Geral

Distorções na Planta Genérica têm casos que chegam a 500%

Patrícia Zamboni
| Tempo de leitura: 3 min

As distorções verificadas pela comissão formada pela Secretaria de Planejamento (Seplan) para realizar o estudo para correção da Planta Genérica de Bauru justificam a expectativa do órgão em relação à aprovação pela Câmara Municipal da nova planta, quando for enviada pelo Executivo, viabilizando a cobrança de valores atualizados do Imposto Predial e Territorial Urbano (IPTU), no próximo ano. Os casos de injustiça tributária são muitos, tanto de contribuinte pagando muito mais do que devem, quanto de outros que estão, sendo favorecidos com cobranças muito menores do que o atual valor de mercado da região de localização do imóvel. Um caso que terá aumento de 423% sobre o valor atual, por exemplo, indica isso.

A afirmação é da engenheira da Seplan, Tânia Kamimura Maceri, que falou ao JC sobre o assunto em função das férias da titular da pasta, Maria Helena Rigitano. Segundo ela, durante o estudo minucioso da comissão foi possível descobrir a gravidade dessas distorções nos dois casos: para mais e para menos. Para se ter uma idéia da situação, a engenheira citou o caso de um lote específico, localizado no centro velho da cidade, que deverá ter uma redução de 79% no valor do imposto cobrado atualmente.

Em outro caso, deverá ser estipulado um aumento de 423% para corrigir, de acordo com o mercado atual, a desatualização do valor do metro quadrado. Atualmente, está fixado em R$ 2,87 (o metro quadrado nesse lote) e, de acordo com o estudo, o valor de mercado correto neste caso é R$ 15,00. O lote está situado no Jardim Holanda.

José Martinho Teixeira da Silva, diretor da Associação dos Administradores e Corretores de Imóveis de Bauru (Aciba), que participou dos estudos para a elaboração da nova Planta Genérica, diz que em todos os imóveis localizados na quadra 10 da rua Batista de Carvalho o valor do IPTU deverá sofrer uma redução de aproximadamente 50%, bem como os da quadra 9 da rua 1º de Agosto.

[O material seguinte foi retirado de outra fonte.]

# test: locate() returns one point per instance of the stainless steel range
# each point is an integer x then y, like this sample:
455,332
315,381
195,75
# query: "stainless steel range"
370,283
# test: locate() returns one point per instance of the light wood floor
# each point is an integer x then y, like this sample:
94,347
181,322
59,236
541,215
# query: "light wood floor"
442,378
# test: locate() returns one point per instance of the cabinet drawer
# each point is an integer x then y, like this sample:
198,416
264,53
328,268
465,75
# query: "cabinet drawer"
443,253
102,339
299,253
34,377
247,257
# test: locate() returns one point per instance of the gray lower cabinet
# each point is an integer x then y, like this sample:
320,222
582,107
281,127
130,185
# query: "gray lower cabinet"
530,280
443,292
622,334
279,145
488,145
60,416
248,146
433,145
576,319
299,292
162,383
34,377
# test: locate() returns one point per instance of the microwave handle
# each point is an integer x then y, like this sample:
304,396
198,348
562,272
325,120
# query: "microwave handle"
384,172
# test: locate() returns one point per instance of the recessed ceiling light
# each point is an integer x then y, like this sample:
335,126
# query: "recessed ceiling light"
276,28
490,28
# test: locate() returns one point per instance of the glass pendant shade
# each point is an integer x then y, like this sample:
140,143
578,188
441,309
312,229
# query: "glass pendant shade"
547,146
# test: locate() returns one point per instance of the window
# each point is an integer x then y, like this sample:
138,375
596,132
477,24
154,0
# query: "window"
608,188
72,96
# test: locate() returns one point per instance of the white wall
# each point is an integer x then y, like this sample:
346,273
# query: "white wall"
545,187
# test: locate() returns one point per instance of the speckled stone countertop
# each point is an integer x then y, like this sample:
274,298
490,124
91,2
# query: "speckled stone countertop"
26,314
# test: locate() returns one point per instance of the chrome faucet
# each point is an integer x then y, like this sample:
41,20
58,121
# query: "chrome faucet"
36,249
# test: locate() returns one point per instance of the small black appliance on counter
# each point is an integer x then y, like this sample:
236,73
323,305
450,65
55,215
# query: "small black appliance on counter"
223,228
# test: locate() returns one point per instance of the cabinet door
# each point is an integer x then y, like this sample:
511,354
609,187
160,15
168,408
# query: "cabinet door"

Os lotes situados na avenida Pinheiro Machado - tanto na altura do bairro Santa Edwirges quanto do Nova Esperança - deverão ter o valor aumentado em cerca de 300%. Existem distorções muito grandes que precisam ser corrigidas. É uma questão de justiça tributária para com os contribuintes. Além disso, os novos valores também servirão de parâmetro para a Prefeitura quando tiver que desapropriar algum imóvel, para que a indenização seja feita com base em valor real de mercado, observa Martinho.

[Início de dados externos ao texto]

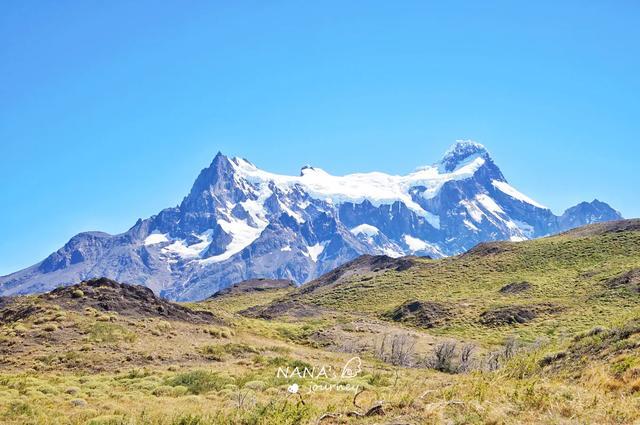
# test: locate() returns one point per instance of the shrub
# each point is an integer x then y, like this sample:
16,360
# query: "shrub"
199,381
110,333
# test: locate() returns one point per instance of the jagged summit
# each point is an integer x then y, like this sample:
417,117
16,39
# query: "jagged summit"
239,222
462,152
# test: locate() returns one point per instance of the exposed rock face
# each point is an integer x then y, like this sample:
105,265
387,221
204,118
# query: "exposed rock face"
128,300
255,285
427,314
515,288
515,314
629,280
239,222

De acordo com ele, no centro velho da cidade os imóveis estão super valorizados. Já em bairros da periferia, os valores estão abaixo de mercado e a Prefeitura está perdendo arrecadação com isso.

De acordo com Tânia Maceri, as principais disparidades que deverão ser corrigidas com valores menores do que os atuais estão realmente no centro velho, além das vilas Ascenção e Santa Clara, entre outras. Já em localidades como o Tívoli (próximo ao Bauru Tênis Clube), Vila Regina e Jardim Infante Dom Henrique (região do Bauru Shopping) a acomodação dos preços deverá ser para cima. Trata-se de uma atualização dos valores de acordo com o mercado atual, porque os que estão fixados até o momento já ficaram desatualizados, observa Tânia.

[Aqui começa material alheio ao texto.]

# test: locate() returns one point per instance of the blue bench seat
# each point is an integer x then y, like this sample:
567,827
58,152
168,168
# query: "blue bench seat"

Porém, a aprovação do novo projeto da Seplan vai depender de decisão da Câmara Municipal. Por ora, não há previsão de quando esse assunto será enviado pelo Poder Executivo. Além disso, será necessária uma nova revisão do projeto, já que os estudos foram realizados no ano passado.

Para a engenheira da Seplan, é fundamental a rápida aprovação desse projeto para que as distorções sejam corrigidas, a fim de que a população passe a pagar valores justos sobre o IPTU.

O presidente da Aciba, Fernando Pegorin, também afirma que é de fundamental importância a aprovação da nova Planta Genérica para corrigir distorções e injustiças tributárias que estariam ocorrendo. Corretores de imóveis indicados pela Aciba fizeram parte da comissão que realizou o estudo da planta.